Nothing went wrong. I didn’t actually see April come out, thank God. I stood up at Stacy’s head and stayed focused on her and tried to block out all the noises and smells. When Darren said, “Holy shit, she’s here,” I looked up and saw April in his hands, shaking all over and wailing like she was beyond pissed. It was amazing, really.

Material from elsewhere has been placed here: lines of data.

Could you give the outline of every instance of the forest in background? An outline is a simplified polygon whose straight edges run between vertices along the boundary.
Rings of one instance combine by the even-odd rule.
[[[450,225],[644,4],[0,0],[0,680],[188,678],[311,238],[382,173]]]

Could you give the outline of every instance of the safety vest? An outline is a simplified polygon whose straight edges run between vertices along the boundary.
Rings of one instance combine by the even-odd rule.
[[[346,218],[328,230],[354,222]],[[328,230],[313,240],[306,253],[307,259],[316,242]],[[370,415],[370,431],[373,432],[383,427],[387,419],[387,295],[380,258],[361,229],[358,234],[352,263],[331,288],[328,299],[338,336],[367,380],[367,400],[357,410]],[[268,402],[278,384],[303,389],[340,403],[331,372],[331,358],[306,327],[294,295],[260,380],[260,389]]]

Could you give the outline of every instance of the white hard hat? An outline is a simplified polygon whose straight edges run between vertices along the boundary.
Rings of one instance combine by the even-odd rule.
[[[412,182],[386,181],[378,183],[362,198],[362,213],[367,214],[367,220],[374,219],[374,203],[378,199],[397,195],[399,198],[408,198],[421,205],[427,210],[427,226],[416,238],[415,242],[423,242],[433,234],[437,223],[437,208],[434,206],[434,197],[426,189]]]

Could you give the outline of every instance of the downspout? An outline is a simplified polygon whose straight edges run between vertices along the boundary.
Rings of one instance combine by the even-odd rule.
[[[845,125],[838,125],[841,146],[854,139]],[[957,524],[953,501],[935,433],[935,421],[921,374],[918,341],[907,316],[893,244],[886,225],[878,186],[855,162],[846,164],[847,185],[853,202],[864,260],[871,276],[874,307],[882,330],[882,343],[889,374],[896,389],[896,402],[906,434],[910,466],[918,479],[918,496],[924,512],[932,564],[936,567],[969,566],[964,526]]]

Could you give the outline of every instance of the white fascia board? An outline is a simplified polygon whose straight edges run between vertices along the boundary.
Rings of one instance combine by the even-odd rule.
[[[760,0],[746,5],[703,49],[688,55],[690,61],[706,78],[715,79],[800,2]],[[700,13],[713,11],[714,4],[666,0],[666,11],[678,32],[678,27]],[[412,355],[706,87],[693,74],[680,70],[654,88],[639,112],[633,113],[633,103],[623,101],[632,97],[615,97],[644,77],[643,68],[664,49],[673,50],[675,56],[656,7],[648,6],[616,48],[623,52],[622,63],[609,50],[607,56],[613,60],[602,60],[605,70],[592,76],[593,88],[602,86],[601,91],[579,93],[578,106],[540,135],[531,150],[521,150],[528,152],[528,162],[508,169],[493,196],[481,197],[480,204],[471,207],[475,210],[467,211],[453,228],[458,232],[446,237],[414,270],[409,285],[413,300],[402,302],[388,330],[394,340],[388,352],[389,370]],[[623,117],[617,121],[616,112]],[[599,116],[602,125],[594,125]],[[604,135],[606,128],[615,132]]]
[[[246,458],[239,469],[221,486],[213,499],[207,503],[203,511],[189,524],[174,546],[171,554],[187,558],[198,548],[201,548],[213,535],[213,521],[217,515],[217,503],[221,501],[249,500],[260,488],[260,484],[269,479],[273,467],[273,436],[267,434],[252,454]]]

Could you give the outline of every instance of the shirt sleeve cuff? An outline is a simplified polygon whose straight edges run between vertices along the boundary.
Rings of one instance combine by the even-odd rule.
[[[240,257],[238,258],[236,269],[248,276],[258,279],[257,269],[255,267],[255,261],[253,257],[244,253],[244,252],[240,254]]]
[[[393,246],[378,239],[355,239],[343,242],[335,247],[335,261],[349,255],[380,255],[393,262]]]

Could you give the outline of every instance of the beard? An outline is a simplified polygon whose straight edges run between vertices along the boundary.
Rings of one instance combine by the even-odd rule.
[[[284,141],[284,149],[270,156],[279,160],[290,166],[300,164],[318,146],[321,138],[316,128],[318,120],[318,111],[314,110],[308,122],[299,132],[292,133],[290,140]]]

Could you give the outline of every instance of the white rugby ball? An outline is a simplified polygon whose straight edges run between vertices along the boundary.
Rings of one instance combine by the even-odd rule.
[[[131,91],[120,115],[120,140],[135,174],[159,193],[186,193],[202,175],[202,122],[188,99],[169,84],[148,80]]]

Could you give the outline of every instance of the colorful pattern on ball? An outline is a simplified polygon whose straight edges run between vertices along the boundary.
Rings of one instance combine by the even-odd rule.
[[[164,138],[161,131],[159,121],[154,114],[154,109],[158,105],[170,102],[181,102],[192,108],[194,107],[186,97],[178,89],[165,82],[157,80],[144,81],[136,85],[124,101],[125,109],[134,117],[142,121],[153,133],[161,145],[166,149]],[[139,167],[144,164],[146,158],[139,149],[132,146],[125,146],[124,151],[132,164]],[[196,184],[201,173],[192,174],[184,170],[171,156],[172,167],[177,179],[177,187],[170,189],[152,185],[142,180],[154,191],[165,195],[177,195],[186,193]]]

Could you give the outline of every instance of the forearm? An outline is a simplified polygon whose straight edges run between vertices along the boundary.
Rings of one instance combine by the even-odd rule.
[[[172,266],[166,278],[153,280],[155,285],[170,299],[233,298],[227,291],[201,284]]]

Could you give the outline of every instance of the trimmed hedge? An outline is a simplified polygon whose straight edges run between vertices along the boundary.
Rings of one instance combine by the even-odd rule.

It took me a while to get used to her. All she did was cry and poop and sleep, and to be honest, she was kind of ugly. Plus there were so many rules about how to hold her and feed her; I was too stressed to enjoy it. Then she got less ugly and made more interesting sounds and wasn’t so fragile. And
everything
changed when she started to recognize my voice. There was something about the way she got quiet and turned her head to me when I talked that made me feel like maybe I wasn’t such a screwup after all.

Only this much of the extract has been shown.